2.土地利用
集落の規模は明治も今もそれほど変わらない。小羽字も圃場整備などの影響で若干のずれがある程度である。人家があるのは街道沿いのみで、街道移設前の集落地である古市場・古屋敷の辺りには集落は見られない。
土地利用の内容も、基本的には水田を中心とした農業集落であることに変わりないが、戦後の国道の開設に伴う国道沿いの商工業の進出や、新住宅地の開発が見られるものの、街道沿いの集落そのものへの影響はほとんど見られず、現在においてもかつての集落の形態を留めているといえよう。
集落内の道の様子にも大きな変化はみられない。
3.屋号と商売
市場庄は農業集落であると共に、街道沿いの立地を踏まえた商売も営まれ、農業主体の半農半商的な性格を有していた。六軒茶屋と呼ばれた旅篭町に続き、伊勢参宮に関わる土産物や旅装束を商う店が軒を並べていた。市場文楽や浄瑠璃もあって、近隣の村でもてはやされていたという。六軒茶屋の旅篭の宿泊客各相手でもあったのか、北側の小字新宮の辺りは歓楽的性格を帯び、神楽寺などが位置する集落の中央部よりも北側の方がにぎやかであったらしい。
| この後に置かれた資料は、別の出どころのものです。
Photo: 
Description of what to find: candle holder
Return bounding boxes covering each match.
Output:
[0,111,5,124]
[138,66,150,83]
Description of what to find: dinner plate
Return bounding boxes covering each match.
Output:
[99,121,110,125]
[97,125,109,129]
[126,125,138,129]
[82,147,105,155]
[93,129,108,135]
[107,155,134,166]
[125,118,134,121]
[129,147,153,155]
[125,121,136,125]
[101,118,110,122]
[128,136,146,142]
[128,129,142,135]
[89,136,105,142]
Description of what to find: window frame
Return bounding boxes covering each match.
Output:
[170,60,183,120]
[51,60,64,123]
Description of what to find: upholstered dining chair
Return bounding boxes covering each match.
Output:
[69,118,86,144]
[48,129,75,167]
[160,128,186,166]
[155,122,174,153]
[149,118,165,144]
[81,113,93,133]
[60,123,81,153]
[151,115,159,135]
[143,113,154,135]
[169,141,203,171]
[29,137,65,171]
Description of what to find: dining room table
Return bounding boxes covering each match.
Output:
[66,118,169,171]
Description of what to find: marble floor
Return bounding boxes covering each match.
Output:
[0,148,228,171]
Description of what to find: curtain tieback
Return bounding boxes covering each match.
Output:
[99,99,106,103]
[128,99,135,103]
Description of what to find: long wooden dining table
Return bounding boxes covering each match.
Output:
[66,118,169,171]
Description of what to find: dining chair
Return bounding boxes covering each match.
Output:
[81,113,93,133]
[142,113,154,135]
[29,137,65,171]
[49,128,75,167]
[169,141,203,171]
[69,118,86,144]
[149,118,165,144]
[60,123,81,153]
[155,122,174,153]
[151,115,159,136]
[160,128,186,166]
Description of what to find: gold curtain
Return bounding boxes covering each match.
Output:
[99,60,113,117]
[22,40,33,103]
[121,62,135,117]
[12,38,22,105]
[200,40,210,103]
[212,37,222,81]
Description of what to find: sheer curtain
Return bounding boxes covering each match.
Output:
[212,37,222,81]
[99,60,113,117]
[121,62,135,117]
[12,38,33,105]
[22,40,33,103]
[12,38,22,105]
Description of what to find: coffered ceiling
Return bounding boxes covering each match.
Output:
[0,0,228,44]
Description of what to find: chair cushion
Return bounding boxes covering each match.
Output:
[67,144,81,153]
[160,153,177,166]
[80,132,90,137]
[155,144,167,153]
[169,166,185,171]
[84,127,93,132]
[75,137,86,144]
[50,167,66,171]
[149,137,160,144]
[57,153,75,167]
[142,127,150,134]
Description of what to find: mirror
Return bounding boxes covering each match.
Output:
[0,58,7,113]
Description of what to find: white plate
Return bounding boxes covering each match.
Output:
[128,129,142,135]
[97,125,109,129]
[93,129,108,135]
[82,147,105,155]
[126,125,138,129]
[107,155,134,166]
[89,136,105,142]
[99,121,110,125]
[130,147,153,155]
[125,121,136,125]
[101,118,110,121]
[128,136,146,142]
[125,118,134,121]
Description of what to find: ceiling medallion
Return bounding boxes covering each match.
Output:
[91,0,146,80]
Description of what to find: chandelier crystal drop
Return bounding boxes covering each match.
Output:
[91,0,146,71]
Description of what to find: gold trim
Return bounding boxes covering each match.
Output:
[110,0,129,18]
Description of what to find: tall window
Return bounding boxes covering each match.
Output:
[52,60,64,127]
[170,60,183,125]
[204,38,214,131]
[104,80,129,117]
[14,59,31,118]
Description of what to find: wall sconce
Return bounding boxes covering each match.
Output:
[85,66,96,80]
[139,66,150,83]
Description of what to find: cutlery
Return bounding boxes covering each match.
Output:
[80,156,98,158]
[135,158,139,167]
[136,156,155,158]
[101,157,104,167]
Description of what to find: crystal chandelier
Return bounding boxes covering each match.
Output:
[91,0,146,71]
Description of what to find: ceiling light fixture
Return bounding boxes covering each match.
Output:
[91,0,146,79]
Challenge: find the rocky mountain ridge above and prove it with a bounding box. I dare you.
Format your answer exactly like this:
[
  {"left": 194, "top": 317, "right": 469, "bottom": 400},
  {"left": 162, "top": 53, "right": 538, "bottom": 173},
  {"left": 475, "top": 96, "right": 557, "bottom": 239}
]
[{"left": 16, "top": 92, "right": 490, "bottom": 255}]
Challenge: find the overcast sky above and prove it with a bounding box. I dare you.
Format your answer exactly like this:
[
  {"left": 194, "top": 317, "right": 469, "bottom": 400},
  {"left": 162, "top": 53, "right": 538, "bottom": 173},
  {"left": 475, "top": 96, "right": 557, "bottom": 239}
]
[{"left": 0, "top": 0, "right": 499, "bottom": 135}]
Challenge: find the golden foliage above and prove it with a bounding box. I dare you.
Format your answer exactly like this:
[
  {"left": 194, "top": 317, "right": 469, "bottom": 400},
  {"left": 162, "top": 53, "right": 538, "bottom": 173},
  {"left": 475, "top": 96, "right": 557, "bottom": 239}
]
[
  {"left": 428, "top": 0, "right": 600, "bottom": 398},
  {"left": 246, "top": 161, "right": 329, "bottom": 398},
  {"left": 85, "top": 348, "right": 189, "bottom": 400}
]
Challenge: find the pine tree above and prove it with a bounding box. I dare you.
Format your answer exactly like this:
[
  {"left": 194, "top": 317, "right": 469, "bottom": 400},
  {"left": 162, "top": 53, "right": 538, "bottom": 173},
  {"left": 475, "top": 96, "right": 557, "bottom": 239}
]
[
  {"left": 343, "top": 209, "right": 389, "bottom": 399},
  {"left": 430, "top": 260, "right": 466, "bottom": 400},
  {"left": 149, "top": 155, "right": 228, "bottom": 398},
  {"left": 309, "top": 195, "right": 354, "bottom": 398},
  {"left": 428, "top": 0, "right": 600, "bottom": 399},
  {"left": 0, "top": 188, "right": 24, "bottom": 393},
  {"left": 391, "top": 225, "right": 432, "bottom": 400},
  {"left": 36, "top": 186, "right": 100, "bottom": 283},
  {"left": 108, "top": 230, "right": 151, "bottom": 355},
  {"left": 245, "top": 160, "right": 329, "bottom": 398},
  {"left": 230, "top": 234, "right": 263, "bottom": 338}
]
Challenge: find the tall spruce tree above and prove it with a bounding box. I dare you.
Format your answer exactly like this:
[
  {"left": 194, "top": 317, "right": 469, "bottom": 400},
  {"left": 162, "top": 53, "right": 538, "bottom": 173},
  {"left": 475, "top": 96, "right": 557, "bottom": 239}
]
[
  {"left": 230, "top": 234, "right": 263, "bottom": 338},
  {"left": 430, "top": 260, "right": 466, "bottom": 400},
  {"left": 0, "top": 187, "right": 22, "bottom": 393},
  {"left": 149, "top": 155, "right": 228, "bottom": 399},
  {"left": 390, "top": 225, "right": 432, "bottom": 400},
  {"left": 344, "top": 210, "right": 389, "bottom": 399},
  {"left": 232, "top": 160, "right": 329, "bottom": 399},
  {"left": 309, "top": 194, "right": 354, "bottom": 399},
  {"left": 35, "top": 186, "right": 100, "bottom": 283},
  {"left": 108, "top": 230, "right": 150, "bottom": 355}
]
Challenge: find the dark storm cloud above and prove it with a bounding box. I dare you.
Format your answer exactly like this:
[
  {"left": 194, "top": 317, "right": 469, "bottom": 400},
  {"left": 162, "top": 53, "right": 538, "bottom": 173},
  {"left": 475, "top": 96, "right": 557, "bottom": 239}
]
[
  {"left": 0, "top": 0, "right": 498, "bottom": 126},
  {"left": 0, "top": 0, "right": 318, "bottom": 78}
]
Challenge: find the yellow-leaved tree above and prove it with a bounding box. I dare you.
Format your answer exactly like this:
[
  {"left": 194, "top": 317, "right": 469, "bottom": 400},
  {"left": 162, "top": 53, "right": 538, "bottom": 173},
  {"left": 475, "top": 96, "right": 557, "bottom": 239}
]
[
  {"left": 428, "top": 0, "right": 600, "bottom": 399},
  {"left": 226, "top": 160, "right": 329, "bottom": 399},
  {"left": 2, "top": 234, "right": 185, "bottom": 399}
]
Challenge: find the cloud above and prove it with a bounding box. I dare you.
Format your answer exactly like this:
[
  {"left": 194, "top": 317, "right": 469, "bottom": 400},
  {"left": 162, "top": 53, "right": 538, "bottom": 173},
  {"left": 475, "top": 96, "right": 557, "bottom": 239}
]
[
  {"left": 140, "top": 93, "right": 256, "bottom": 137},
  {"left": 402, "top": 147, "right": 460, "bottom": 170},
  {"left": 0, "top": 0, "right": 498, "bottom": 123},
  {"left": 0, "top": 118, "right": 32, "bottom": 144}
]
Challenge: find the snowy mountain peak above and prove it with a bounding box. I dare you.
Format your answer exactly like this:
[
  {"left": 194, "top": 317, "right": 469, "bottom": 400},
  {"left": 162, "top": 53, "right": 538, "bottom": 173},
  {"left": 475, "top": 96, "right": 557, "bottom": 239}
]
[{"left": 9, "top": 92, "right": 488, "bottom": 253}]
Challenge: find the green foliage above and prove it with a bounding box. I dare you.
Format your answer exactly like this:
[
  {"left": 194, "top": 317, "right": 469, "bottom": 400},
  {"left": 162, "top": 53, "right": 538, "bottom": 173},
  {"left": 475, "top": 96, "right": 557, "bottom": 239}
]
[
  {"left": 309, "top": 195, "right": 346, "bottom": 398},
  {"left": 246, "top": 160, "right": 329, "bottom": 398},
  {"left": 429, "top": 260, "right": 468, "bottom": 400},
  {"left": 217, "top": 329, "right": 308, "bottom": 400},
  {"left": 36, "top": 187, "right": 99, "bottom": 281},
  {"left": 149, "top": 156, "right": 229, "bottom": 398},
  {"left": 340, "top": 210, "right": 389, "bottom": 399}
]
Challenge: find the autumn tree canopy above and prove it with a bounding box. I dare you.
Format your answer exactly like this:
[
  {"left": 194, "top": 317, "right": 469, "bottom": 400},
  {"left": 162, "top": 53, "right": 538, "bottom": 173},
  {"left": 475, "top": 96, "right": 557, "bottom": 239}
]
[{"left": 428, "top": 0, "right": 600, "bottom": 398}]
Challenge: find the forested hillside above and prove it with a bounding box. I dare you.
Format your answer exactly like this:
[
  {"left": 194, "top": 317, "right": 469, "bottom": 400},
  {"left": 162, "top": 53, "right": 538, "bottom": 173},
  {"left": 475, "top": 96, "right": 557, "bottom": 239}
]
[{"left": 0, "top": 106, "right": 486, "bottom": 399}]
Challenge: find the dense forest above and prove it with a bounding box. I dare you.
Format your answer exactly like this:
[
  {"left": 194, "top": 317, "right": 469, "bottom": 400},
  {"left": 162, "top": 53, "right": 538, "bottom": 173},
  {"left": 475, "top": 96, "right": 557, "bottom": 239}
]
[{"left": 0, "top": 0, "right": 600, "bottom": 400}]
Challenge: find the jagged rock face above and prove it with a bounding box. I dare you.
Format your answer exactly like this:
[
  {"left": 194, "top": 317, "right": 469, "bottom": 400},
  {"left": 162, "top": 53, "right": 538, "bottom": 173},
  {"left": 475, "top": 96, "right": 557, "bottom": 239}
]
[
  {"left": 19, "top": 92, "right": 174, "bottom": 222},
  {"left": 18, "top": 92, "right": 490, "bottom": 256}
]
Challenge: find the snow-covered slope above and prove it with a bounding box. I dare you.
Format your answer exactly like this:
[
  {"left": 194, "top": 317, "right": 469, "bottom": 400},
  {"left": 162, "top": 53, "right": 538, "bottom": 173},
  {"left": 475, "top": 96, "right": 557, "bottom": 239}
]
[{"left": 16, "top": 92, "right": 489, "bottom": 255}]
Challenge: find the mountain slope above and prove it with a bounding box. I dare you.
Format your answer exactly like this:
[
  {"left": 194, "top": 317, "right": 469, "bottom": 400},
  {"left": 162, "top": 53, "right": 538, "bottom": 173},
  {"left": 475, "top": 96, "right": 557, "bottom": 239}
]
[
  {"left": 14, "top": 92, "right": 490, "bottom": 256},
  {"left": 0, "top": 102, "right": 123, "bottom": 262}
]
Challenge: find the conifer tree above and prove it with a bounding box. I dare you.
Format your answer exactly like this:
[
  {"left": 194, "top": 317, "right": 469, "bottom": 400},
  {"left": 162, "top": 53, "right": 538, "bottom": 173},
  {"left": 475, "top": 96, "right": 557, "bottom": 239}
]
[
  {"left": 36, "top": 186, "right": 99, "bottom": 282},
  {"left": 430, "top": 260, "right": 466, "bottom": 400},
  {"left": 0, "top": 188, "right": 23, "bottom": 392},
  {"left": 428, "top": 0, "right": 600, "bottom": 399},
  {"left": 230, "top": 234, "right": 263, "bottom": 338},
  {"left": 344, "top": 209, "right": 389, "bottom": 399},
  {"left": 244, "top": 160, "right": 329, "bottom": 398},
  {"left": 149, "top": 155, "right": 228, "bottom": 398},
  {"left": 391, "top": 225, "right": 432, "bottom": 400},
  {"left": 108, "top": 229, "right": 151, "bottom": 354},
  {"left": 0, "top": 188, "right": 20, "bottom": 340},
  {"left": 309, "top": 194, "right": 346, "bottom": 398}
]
現在は商業的な性格はほとんどないが、それらの名残を残す様々な屋号が伝えられている。
4.字と丁目
町並は南北に縦貫する街道を軸にして人家が密集し、中央部で米之庄神社に至る東西の道を境に北邑・南邑と小字が分かれる。
社会組織としての丁に着目すると、市場庄は一〇区間に丁がお分かれ、北から順に東西合わせて一丁目、二丁目となっている。丁境はまちまちで、道で規制されているわけでもないようである。また、小字とも関係ないようである。街道から外れると、飛び地が見られるがこれらは街道沿いから移った住民のもともと属していた丁に起因している。丁境は道や小字といった地形的なものではく、血縁などの人間関係によってもたらされているのだろう。